Monday, 3 October 2016

Health-e News: The role of supermarkets in the nation’s obesity

Obesity in South Africa has hit epidemic proportions. But while the science is clear about the extent of our expanding waist lines, it is not as easy to quantify the why. Where lies the responsibility of the individual when we grow, learn and age in a “toxic” food environment? Fast food outlets are known villains but a growing body of evidence is questioning the role played by the seemingly innocuous supermarket in creating a super-sized South Africa. By Amy Green for HEALTH-E NEWS.

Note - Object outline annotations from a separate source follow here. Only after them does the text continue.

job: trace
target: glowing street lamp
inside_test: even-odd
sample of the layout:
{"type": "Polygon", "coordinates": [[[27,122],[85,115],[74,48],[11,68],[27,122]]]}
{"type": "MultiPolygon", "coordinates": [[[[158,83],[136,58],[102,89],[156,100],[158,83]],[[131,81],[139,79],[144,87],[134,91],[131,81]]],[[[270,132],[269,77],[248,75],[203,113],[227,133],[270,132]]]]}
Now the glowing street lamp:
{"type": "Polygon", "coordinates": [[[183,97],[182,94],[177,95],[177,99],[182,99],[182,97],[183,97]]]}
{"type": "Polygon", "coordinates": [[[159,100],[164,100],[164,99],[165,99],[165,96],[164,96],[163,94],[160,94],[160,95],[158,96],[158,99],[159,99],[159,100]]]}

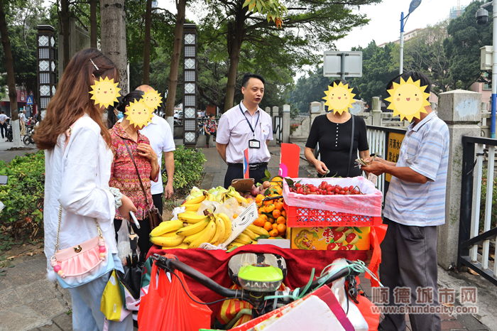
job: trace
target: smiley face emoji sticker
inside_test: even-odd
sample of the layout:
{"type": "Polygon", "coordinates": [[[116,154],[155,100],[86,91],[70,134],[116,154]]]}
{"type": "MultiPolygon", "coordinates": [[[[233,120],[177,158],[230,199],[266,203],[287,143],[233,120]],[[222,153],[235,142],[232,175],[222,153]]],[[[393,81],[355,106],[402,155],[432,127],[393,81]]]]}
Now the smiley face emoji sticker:
{"type": "Polygon", "coordinates": [[[126,107],[126,119],[129,120],[129,124],[138,129],[146,126],[149,122],[152,121],[153,111],[146,107],[143,99],[129,103],[129,106],[126,107]]]}
{"type": "Polygon", "coordinates": [[[157,109],[159,104],[162,102],[162,97],[157,91],[152,89],[143,94],[143,102],[145,105],[153,112],[157,109]]]}
{"type": "Polygon", "coordinates": [[[352,93],[352,89],[349,89],[349,85],[344,85],[342,82],[339,84],[333,83],[333,86],[329,86],[327,91],[324,91],[326,97],[323,97],[326,100],[324,106],[328,106],[328,111],[333,109],[334,113],[342,114],[344,112],[349,112],[349,108],[352,107],[352,104],[356,102],[352,93]]]}
{"type": "Polygon", "coordinates": [[[388,90],[390,97],[385,99],[390,102],[387,109],[393,111],[393,116],[400,115],[401,119],[410,121],[413,117],[420,119],[421,113],[427,112],[425,107],[430,106],[430,94],[425,92],[426,86],[420,85],[420,80],[413,82],[410,77],[407,82],[400,77],[400,84],[393,82],[393,88],[388,90]]]}
{"type": "Polygon", "coordinates": [[[89,92],[92,94],[90,99],[95,101],[95,106],[99,104],[107,108],[109,105],[114,105],[114,102],[119,102],[117,98],[121,96],[121,89],[117,87],[118,84],[114,82],[114,78],[109,80],[106,77],[95,80],[95,85],[91,86],[92,90],[89,92]]]}

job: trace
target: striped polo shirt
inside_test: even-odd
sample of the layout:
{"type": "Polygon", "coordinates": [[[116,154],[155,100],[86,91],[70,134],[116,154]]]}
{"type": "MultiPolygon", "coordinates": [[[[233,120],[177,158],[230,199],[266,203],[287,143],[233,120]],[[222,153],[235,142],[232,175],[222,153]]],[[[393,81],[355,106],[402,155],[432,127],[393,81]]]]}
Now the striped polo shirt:
{"type": "Polygon", "coordinates": [[[426,176],[425,184],[392,176],[383,215],[405,225],[429,227],[445,223],[445,189],[449,161],[449,128],[432,112],[408,127],[396,166],[426,176]]]}

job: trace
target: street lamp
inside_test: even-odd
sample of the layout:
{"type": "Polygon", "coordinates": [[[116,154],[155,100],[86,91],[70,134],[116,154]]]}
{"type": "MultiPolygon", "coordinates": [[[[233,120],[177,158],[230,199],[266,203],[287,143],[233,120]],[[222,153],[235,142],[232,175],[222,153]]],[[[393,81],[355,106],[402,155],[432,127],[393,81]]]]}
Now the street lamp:
{"type": "Polygon", "coordinates": [[[404,72],[404,26],[405,26],[404,20],[407,22],[409,15],[419,7],[420,4],[421,0],[413,0],[409,5],[409,13],[408,13],[408,16],[404,17],[404,12],[403,11],[400,13],[400,68],[399,70],[399,75],[402,75],[404,72]]]}
{"type": "MultiPolygon", "coordinates": [[[[476,23],[484,26],[488,21],[488,12],[484,7],[493,4],[493,1],[481,5],[476,11],[476,23]]],[[[492,114],[490,124],[490,138],[496,137],[496,107],[497,107],[497,6],[493,6],[493,31],[492,36],[492,114]]]]}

South African women are one of the most severely obese populations in the world, ranking ninth out of 186 countries in 2014, according to a study published in the medical journal the Lancet in April. Local women account for 2.7% of all the obese women on the planet.

And it’s not only adults who are tipping the scales. The World Obesity Federation estimates that just over 8% of the nation’s five- to 18-year-olds are obese. By 2025 they predict more than one in 10 kids will be classified as obese.

“It’s not a debate – it’s a shocking reality,” says Professor Tess van der Merwe, president of the South African Society for Surgery, Obesity and Metabolism.

She says that high body weight predisposes one to developing a host of chronic diseases such as diabetes, cardiovascular disease and certain cancers. And rates of these illnesses, which historically occur later in life, are escalating in the nation’s children.